He'd been confined to the local ward for treatment and released at twenty-one.  Rumor had it he murdered three people in his first six months out, took over the crack cocaine ring, and hadn't stopped since.

Murder and drugs are part of the everyday happenings that go along with a big city like Cincinnati.  Although, not up to par with such havens like St.

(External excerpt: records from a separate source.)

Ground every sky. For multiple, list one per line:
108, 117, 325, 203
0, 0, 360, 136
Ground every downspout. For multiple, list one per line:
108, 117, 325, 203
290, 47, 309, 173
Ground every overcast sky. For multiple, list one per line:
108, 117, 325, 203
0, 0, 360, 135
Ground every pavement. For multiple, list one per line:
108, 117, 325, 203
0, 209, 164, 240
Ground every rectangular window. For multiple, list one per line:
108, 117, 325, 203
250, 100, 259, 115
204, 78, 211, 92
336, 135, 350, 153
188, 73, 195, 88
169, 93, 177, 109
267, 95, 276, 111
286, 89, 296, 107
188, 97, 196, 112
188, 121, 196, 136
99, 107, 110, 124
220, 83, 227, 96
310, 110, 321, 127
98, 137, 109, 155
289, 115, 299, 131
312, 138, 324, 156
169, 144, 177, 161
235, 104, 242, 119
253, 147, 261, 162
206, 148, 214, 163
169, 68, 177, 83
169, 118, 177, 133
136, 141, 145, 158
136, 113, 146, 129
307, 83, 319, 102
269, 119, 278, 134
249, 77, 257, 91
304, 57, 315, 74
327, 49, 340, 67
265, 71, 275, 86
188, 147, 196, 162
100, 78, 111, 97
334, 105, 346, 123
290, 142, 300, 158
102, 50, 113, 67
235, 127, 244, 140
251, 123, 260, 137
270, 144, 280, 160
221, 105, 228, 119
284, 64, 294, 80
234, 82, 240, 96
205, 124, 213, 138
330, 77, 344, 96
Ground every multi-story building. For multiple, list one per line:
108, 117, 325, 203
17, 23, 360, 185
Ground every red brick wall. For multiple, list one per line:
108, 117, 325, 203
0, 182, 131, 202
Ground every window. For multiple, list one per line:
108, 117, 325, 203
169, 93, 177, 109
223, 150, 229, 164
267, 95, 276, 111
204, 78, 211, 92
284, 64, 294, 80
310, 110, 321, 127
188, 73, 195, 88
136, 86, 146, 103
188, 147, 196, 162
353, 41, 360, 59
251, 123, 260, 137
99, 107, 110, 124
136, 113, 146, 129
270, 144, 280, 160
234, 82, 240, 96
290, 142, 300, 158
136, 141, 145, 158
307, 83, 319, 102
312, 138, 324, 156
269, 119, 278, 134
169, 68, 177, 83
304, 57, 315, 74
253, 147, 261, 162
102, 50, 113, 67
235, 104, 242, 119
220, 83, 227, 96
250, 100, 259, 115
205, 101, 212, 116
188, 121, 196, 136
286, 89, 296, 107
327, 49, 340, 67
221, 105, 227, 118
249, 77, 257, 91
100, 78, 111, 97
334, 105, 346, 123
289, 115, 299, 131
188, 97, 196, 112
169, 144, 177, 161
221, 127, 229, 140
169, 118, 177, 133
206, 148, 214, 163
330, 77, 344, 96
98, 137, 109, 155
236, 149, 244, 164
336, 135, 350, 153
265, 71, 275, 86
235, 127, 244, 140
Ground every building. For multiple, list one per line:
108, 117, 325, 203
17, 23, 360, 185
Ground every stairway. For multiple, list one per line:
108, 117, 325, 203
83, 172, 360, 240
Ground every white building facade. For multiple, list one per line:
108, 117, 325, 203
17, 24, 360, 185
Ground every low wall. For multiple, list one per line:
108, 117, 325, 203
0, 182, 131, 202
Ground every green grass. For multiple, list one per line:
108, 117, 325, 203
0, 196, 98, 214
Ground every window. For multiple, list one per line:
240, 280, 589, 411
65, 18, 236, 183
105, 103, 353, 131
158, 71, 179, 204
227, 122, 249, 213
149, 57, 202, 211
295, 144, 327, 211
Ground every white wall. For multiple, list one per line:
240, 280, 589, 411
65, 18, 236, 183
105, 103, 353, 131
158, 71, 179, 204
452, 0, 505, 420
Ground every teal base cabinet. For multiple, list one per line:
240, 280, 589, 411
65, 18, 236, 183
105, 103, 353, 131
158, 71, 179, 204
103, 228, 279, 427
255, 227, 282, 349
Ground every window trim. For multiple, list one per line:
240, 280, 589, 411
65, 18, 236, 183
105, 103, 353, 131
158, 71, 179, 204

Louis, Baltimore, or Detroit, the Queen City’s violent crime rate was in the top twenty in the United States.

It wasn’t murder and drugs that put William Dawson on Granite’s radar, however.  Seems Little Willy had a taste for young children, both girls and boys.  His only requirement:  They had to be under the age of thirteen.

Evidence was hard to collect.  The children were too traumatized or frightened to bear witness, and Little Willy always had an alibi.

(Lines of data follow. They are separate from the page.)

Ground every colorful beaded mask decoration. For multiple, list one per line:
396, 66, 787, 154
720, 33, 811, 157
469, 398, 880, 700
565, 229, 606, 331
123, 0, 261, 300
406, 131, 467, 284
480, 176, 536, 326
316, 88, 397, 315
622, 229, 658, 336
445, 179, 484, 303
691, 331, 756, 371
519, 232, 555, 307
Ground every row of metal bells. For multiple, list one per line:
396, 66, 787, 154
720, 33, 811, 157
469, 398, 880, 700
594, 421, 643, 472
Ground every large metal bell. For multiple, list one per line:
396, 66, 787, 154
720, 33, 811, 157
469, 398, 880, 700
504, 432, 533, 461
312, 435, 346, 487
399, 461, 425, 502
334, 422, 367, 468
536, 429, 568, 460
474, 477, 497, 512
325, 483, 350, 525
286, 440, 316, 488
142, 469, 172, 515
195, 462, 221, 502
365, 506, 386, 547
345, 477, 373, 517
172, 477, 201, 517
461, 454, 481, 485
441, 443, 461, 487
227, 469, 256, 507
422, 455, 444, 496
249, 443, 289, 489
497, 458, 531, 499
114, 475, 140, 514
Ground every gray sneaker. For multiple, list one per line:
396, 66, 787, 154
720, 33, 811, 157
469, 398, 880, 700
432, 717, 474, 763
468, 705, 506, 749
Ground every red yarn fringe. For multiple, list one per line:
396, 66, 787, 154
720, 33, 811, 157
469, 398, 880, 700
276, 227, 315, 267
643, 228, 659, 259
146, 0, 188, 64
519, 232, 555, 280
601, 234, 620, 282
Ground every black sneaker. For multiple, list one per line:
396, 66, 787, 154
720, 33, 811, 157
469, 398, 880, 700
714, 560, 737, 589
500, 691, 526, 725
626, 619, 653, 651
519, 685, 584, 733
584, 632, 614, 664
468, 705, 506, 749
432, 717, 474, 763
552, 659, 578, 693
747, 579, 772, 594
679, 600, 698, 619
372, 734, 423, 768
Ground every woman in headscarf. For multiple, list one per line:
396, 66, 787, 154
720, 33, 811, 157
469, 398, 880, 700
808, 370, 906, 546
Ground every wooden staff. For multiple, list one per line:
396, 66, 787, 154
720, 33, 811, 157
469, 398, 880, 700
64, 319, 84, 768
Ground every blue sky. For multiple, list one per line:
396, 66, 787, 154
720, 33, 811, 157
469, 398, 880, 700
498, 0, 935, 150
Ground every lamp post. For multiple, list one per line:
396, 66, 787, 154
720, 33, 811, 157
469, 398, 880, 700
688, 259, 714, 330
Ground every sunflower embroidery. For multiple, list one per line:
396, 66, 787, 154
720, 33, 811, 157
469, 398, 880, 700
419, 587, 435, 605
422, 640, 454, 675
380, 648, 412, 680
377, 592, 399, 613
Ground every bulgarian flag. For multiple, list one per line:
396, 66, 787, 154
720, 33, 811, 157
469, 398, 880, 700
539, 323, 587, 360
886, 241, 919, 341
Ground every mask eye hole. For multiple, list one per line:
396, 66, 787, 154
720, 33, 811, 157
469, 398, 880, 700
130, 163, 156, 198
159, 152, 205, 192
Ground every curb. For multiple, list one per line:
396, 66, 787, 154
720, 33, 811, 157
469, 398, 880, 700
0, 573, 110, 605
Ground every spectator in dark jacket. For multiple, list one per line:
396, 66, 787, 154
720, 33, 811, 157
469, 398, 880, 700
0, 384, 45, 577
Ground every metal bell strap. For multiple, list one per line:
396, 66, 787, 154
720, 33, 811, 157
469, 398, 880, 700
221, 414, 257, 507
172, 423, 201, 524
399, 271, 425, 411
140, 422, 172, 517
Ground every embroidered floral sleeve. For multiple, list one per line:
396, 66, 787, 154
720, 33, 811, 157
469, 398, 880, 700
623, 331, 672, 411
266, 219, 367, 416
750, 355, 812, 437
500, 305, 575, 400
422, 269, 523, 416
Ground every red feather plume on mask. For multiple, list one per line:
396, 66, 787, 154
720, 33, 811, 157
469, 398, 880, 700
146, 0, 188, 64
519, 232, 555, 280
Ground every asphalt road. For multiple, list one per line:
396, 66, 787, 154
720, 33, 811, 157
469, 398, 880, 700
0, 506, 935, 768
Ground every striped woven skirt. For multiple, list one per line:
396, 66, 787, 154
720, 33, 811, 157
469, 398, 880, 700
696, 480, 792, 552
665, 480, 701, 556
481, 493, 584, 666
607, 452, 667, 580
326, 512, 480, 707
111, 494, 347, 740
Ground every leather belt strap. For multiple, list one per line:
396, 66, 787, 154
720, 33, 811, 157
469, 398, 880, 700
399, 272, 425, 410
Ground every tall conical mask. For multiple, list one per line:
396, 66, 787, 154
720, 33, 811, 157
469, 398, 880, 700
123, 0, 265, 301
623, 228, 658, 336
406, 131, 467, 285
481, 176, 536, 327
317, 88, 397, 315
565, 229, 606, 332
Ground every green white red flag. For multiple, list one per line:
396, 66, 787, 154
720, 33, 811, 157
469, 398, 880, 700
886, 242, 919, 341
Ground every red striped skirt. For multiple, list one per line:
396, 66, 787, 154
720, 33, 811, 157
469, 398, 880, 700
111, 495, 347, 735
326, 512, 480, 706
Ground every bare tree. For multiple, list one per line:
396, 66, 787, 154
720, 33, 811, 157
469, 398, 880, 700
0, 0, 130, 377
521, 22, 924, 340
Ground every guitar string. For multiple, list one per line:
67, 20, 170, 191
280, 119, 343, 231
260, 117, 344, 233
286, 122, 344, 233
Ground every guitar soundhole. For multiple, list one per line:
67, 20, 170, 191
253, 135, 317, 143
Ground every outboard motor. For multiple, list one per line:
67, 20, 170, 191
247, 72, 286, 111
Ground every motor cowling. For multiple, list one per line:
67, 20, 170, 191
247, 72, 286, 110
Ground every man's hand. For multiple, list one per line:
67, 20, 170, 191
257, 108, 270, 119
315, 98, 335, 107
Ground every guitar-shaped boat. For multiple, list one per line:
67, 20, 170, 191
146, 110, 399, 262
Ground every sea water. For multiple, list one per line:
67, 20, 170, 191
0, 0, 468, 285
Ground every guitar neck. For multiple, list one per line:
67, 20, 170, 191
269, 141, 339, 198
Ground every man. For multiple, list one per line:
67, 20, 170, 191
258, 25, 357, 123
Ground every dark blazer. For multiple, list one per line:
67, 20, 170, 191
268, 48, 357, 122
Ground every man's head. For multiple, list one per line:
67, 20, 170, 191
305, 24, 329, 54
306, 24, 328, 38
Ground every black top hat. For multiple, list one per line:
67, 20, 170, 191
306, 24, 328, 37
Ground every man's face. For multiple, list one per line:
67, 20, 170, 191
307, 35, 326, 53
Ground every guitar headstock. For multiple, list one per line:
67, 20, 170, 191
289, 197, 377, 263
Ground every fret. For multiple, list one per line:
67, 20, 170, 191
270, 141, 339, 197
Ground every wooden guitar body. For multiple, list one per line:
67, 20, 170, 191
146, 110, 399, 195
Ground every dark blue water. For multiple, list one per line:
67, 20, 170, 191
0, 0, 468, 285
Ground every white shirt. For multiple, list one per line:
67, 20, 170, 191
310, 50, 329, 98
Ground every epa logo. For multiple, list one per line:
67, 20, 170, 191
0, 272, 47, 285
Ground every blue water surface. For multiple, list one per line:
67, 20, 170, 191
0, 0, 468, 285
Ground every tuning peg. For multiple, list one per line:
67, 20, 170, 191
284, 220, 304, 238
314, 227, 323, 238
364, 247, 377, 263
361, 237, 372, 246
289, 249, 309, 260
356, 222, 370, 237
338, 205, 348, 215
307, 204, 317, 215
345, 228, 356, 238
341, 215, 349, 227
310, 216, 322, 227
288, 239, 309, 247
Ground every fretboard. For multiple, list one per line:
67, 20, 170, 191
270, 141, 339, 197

Granite wasn’t concerned about evidence that would hold up in court.  He was only interested in the truth.  To find it, he had his gut, the word of a few street snitches, the parent’s determination for vengeance, and their money.

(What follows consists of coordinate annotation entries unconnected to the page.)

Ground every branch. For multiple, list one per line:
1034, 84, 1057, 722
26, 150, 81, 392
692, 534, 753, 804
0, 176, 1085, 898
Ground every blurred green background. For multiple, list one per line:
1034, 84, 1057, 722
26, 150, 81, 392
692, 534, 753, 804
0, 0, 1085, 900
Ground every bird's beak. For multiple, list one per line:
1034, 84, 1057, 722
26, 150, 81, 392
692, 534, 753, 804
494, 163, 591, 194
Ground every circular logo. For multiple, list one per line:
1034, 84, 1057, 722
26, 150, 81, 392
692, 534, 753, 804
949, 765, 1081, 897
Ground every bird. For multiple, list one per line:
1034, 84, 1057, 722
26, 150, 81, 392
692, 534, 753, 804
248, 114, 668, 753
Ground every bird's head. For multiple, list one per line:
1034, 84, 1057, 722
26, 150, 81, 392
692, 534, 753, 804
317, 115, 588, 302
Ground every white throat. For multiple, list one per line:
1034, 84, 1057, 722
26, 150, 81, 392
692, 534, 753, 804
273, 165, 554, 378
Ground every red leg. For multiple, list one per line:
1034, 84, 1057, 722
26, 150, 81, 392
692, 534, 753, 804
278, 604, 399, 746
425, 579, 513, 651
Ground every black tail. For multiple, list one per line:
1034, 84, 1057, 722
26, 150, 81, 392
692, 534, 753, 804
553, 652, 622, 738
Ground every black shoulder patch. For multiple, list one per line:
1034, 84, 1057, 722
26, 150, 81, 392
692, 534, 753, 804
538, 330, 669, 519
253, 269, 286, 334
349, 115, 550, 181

At $750 a day, it afforded them the best surveillance he could offer, personal surveillance with no distractions or hindrances, unless, you considered a partner, the size of a mountain who had a thing for running late, a distraction or hindrance.  Granite glanced at his phone and sighed.  “Marko probably stopped at Jungle Jim’s for some beef jerky and Mountain Dew.”  He dropped the phone onto the passenger seat.  “He’d better not get the spicy nacho kind.  He can sit in his own car if he does.”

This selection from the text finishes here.